Monthly Archives: March 2016

A Confederate Rail-Splitter

Alexander Morse's letter from Bowling Green

Alexander Morse’s letter from Bowling Green

Our collection of Bowling Green-related Civil War resources in the Manuscripts & Folklife Archives section of WKU’s Department of Library Special Collections continues to grow with the addition of an 1861 letter of Confederate cavalryman Alexander P. Morse.

Camped near Bowling Green, Morse, a member of the First Louisiana Cavalry, tells his father of the influx of some 20,000 Southern forces to the area, with another 15,000 in striking range.  “We see nobody but soldiers, and nothing but guns & ammunition,” he wrote from his perch on a “well graduated hill.”  Despite the prevalence of measles among the men, he was “as well and hearty as a buck,” chopping wood with “as much ‘sang froid’ as Abe Lincoln or any other rail splitter,” and catching sleep on a mattress not yet consigned to the sick.

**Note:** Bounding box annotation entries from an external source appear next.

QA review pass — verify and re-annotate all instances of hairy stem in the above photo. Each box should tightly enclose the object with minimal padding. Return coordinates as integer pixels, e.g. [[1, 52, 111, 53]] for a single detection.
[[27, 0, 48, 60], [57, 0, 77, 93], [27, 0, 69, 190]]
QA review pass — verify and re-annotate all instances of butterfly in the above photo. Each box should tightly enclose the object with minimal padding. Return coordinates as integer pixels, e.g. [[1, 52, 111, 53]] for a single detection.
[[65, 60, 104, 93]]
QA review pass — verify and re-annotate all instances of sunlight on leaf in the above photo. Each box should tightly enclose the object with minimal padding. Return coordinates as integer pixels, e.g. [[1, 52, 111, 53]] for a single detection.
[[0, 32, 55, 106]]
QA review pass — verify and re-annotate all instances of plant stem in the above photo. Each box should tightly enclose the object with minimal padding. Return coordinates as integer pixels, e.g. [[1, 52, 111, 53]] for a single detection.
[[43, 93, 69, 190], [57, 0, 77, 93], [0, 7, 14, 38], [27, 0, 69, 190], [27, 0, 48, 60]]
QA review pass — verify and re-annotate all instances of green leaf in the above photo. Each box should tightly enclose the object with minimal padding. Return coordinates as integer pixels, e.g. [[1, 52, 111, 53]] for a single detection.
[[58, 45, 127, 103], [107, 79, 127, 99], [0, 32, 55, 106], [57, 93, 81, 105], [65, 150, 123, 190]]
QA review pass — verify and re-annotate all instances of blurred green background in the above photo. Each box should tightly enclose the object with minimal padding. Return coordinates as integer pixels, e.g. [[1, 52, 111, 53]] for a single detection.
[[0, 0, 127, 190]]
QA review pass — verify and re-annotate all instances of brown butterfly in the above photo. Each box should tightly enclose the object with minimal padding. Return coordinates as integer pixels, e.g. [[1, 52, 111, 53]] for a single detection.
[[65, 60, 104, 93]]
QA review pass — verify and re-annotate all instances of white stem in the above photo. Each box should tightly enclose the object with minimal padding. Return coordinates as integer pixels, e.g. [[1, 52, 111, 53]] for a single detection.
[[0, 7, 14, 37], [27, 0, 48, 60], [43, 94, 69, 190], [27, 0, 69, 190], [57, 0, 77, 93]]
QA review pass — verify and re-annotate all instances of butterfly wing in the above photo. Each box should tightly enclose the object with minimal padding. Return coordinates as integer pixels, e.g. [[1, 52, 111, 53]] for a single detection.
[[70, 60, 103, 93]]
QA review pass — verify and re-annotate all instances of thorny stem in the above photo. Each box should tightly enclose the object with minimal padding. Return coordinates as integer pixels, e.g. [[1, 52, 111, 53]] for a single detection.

Although he noted that a force of Texas Rangers was attempting to engage Union troops at Green River, Morse was more excited by his dinner conversation with a fellow Louisianan who had witnessed the Battle of Belmont near Columbus, Kentucky.  Over a “great treat” of a meal, Lieut. Col. Daniel Beltzhoover showed Morse the sword he used in the fight, cut through with a minie ball just as he drew it.

An interesting postscript: After the war, Morse became a prominent lawyer.  One of his clients was Louisiana Judge John H. Ferguson, the defendant in Plessy v. Ferguson, the 1896 U.S. Supreme Court case that upheld racial segregation laws until overturned in 1954 by Brown v. Board of Education.  Morse’s principal contribution to legal scholarship, a treatise on the meaning of the phrase “natural-born citizen,” is best left to discussion in other blogs.

Click here to access a finding aid and typescript of Alexander Morse’s letter, and here to browse our Civil War collections.  For more of our manuscript collections, search TopSCHOLAR and KenCat.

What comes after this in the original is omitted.